I do agree that some respectable (statistically as credible as is reasonably possible) investigation of the recorded incidence of problems and stating of what it is would be useful. Not because it seems like it needs proving that wood dust is harmful (national health and safety bodies the world over have already pretty much standardised on the 1 - 5mg/m3 TLV range limit for industry, and there presumably is a clear basis for this, and the US ACGIH for example seems pretty clear on it too), but because perhaps reduced exposure is less of an issue.

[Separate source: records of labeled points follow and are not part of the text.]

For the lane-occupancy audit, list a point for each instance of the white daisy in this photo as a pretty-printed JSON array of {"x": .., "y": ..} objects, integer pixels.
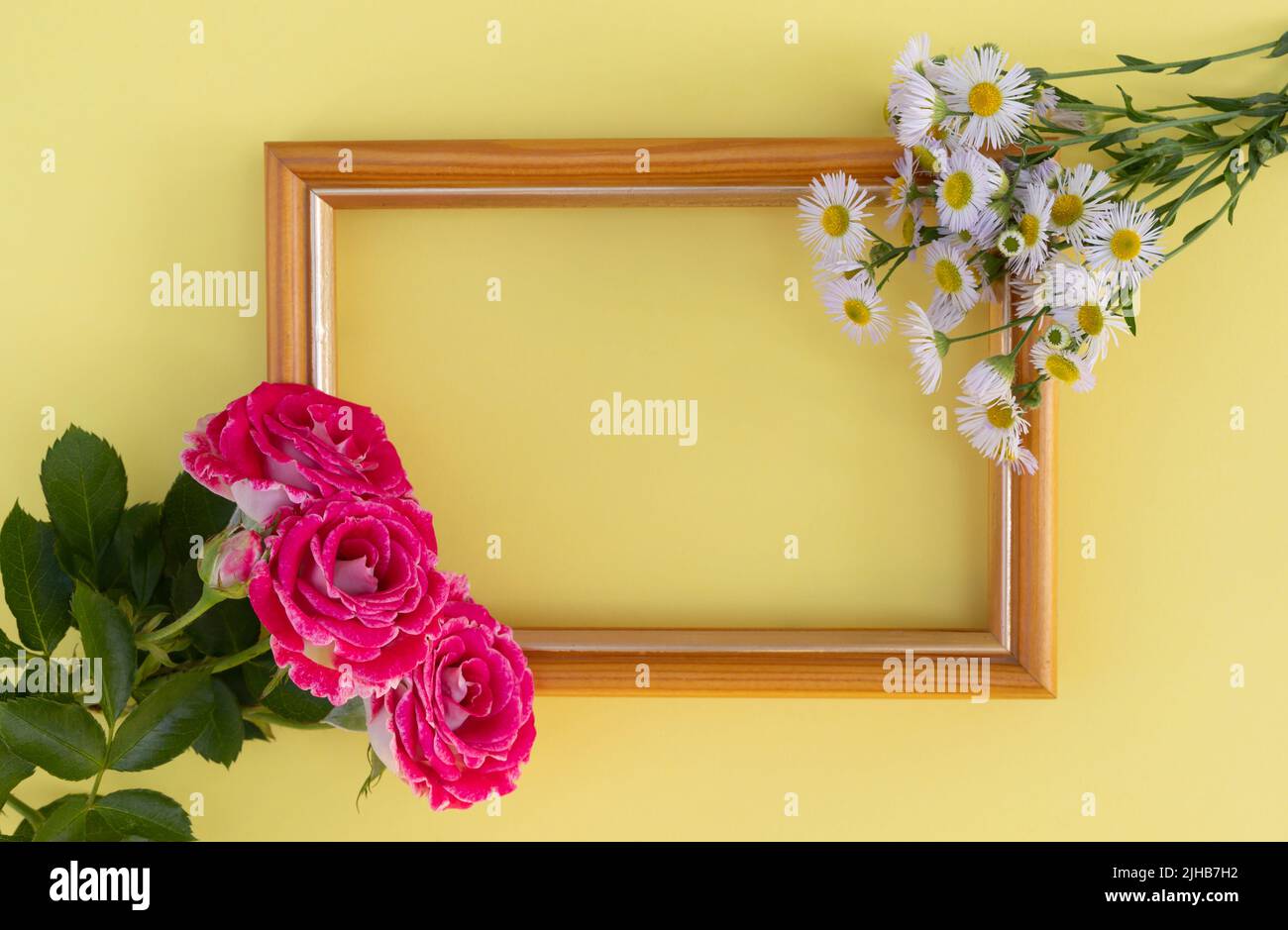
[
  {"x": 953, "y": 275},
  {"x": 1031, "y": 219},
  {"x": 1077, "y": 206},
  {"x": 1124, "y": 244},
  {"x": 902, "y": 197},
  {"x": 993, "y": 428},
  {"x": 1064, "y": 364},
  {"x": 919, "y": 108},
  {"x": 1060, "y": 283},
  {"x": 964, "y": 188},
  {"x": 993, "y": 98},
  {"x": 1094, "y": 322},
  {"x": 858, "y": 308},
  {"x": 927, "y": 347},
  {"x": 832, "y": 217}
]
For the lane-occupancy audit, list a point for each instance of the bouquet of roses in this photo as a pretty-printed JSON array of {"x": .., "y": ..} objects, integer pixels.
[
  {"x": 980, "y": 197},
  {"x": 290, "y": 577}
]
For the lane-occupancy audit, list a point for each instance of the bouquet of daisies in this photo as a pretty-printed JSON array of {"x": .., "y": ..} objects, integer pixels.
[{"x": 982, "y": 198}]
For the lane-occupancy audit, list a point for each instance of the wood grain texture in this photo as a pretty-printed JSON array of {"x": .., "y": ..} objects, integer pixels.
[{"x": 304, "y": 183}]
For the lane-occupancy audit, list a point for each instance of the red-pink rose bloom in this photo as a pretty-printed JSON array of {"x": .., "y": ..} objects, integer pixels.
[
  {"x": 460, "y": 727},
  {"x": 290, "y": 444},
  {"x": 348, "y": 591}
]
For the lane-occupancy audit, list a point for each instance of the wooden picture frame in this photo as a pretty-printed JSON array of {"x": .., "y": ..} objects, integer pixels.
[{"x": 307, "y": 182}]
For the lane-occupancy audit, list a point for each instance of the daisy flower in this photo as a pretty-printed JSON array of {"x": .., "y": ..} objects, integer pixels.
[
  {"x": 832, "y": 217},
  {"x": 993, "y": 98},
  {"x": 1033, "y": 219},
  {"x": 993, "y": 428},
  {"x": 991, "y": 379},
  {"x": 964, "y": 188},
  {"x": 953, "y": 277},
  {"x": 857, "y": 307},
  {"x": 1093, "y": 321},
  {"x": 927, "y": 346},
  {"x": 1077, "y": 206},
  {"x": 1124, "y": 244},
  {"x": 919, "y": 108},
  {"x": 1064, "y": 364},
  {"x": 902, "y": 197},
  {"x": 1061, "y": 285}
]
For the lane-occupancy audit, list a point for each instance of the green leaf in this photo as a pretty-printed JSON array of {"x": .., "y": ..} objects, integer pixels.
[
  {"x": 147, "y": 814},
  {"x": 35, "y": 585},
  {"x": 222, "y": 740},
  {"x": 107, "y": 637},
  {"x": 1115, "y": 138},
  {"x": 1190, "y": 67},
  {"x": 138, "y": 553},
  {"x": 349, "y": 716},
  {"x": 12, "y": 772},
  {"x": 189, "y": 510},
  {"x": 62, "y": 738},
  {"x": 1132, "y": 114},
  {"x": 84, "y": 484},
  {"x": 1140, "y": 64},
  {"x": 286, "y": 699},
  {"x": 163, "y": 724}
]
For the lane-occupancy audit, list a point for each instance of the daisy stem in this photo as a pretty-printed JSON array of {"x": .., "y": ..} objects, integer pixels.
[
  {"x": 1028, "y": 333},
  {"x": 1157, "y": 65},
  {"x": 1021, "y": 321},
  {"x": 1153, "y": 128},
  {"x": 890, "y": 270}
]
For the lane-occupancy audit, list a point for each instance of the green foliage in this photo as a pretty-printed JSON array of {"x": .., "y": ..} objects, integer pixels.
[
  {"x": 123, "y": 575},
  {"x": 35, "y": 585}
]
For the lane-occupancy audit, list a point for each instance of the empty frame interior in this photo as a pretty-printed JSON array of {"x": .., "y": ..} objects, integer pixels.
[
  {"x": 638, "y": 565},
  {"x": 810, "y": 489}
]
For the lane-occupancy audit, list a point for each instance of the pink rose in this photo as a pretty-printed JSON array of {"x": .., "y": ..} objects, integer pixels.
[
  {"x": 233, "y": 561},
  {"x": 460, "y": 727},
  {"x": 290, "y": 444},
  {"x": 348, "y": 591}
]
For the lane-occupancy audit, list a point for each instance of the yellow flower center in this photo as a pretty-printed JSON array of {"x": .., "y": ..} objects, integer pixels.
[
  {"x": 857, "y": 311},
  {"x": 1091, "y": 318},
  {"x": 1061, "y": 368},
  {"x": 835, "y": 221},
  {"x": 1125, "y": 245},
  {"x": 948, "y": 275},
  {"x": 984, "y": 98},
  {"x": 1001, "y": 415},
  {"x": 958, "y": 188},
  {"x": 1067, "y": 209},
  {"x": 1029, "y": 230}
]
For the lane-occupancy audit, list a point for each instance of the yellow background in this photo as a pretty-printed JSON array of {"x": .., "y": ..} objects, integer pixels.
[{"x": 159, "y": 161}]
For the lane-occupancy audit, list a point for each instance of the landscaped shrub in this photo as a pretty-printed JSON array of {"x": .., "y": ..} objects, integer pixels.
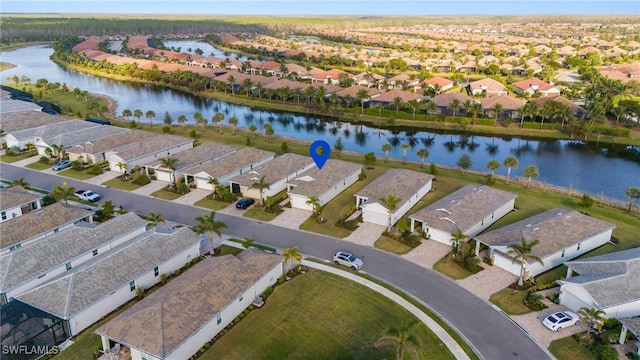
[
  {"x": 605, "y": 352},
  {"x": 534, "y": 301}
]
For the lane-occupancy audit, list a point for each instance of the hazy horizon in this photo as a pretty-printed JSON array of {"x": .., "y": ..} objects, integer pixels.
[{"x": 329, "y": 7}]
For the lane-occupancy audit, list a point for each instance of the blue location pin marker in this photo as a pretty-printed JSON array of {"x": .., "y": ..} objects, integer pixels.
[{"x": 320, "y": 159}]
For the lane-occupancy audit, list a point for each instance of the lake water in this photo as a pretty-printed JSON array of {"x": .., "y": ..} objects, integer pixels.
[{"x": 598, "y": 170}]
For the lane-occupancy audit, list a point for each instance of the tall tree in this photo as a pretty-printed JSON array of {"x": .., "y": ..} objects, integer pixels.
[
  {"x": 207, "y": 223},
  {"x": 386, "y": 149},
  {"x": 530, "y": 172},
  {"x": 632, "y": 193},
  {"x": 391, "y": 202},
  {"x": 510, "y": 163},
  {"x": 403, "y": 339},
  {"x": 423, "y": 154},
  {"x": 522, "y": 252}
]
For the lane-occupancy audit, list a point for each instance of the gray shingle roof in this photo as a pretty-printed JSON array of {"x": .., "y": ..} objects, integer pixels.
[
  {"x": 196, "y": 155},
  {"x": 610, "y": 279},
  {"x": 86, "y": 285},
  {"x": 38, "y": 222},
  {"x": 274, "y": 170},
  {"x": 315, "y": 181},
  {"x": 26, "y": 120},
  {"x": 15, "y": 196},
  {"x": 165, "y": 319},
  {"x": 230, "y": 163},
  {"x": 401, "y": 183},
  {"x": 37, "y": 258},
  {"x": 464, "y": 207},
  {"x": 556, "y": 229}
]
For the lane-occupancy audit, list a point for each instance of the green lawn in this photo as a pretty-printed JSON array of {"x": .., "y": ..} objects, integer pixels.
[
  {"x": 510, "y": 301},
  {"x": 38, "y": 166},
  {"x": 388, "y": 244},
  {"x": 569, "y": 349},
  {"x": 116, "y": 183},
  {"x": 166, "y": 194},
  {"x": 452, "y": 269},
  {"x": 290, "y": 326},
  {"x": 339, "y": 206},
  {"x": 212, "y": 204}
]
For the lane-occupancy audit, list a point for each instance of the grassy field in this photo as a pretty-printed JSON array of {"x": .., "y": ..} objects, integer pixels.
[
  {"x": 569, "y": 349},
  {"x": 510, "y": 301},
  {"x": 352, "y": 318}
]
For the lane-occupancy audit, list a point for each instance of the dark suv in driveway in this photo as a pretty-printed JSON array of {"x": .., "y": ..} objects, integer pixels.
[{"x": 245, "y": 203}]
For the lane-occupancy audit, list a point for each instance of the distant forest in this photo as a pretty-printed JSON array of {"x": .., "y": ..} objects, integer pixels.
[{"x": 48, "y": 27}]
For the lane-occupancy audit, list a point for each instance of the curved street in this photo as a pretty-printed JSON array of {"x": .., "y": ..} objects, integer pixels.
[{"x": 492, "y": 334}]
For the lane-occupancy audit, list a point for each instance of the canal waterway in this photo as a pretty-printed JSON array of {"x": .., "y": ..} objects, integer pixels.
[{"x": 600, "y": 170}]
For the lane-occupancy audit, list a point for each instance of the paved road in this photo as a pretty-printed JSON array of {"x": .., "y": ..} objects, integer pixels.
[{"x": 493, "y": 334}]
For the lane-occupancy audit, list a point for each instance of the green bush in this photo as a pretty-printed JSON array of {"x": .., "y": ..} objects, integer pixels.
[{"x": 605, "y": 352}]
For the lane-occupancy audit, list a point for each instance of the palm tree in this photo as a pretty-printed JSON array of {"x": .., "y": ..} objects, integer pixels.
[
  {"x": 422, "y": 154},
  {"x": 315, "y": 204},
  {"x": 208, "y": 223},
  {"x": 401, "y": 337},
  {"x": 530, "y": 172},
  {"x": 20, "y": 182},
  {"x": 386, "y": 149},
  {"x": 397, "y": 103},
  {"x": 522, "y": 252},
  {"x": 592, "y": 316},
  {"x": 261, "y": 185},
  {"x": 510, "y": 163},
  {"x": 63, "y": 192},
  {"x": 391, "y": 202},
  {"x": 233, "y": 121},
  {"x": 404, "y": 148},
  {"x": 493, "y": 165},
  {"x": 154, "y": 219}
]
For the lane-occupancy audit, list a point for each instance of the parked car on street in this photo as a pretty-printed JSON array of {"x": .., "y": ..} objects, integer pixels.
[
  {"x": 61, "y": 165},
  {"x": 87, "y": 195},
  {"x": 347, "y": 259},
  {"x": 245, "y": 203},
  {"x": 560, "y": 320}
]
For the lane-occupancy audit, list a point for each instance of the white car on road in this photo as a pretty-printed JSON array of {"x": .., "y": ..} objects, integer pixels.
[
  {"x": 87, "y": 195},
  {"x": 560, "y": 320}
]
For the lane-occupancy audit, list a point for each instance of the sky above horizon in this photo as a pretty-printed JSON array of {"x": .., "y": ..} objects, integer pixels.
[{"x": 322, "y": 7}]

How much less is open to question - it's pretty clear from this forum that there's rather more than a few of us older guys that have experienced issues relating to wood dust. Actually possibly quite a high proportion of those posting it seems, and quite a proportion of those that I know in the business here too that might not be regarded as ill but boy do they tend to wheeze a lot. There's of course too always the woodworking equivalent of your mythical grandmother about who smoked like a chimney all her life, sank a large whisky every night and is still flying at 90.

'Proof' Phil I think is a mythical beast that's never truly found on stuff like this, and ends up becoming a football to be kicked around by the interested parties. It tends to entail the presumption of innocence until proven guilty, and the tragedy of that approach is that it tends to be that (a) by the time the risk is proven to the standard demanded by law it's far too late for many, and (b) the bigger vested interests have in other fields a long established history of weighing in to buy or use bad science to muddy the waters and greatly delay any such eventuality.

Common sense suggests taking a careful look, but where a significant risk seems likely erring on the side of caution until better data is available. i.e. the law tends to create a scenario where the objectors have to 'prove' a problem, when in practice the onus should surely be on the sponsors of potentially dangerous processes and technologies to prove (or at least demonstrate to an acceptably high level of assurance) their safety.

It'd be unfortunate should any dust systems project bog down through politically correct or mistaken chasing of will of the wisps.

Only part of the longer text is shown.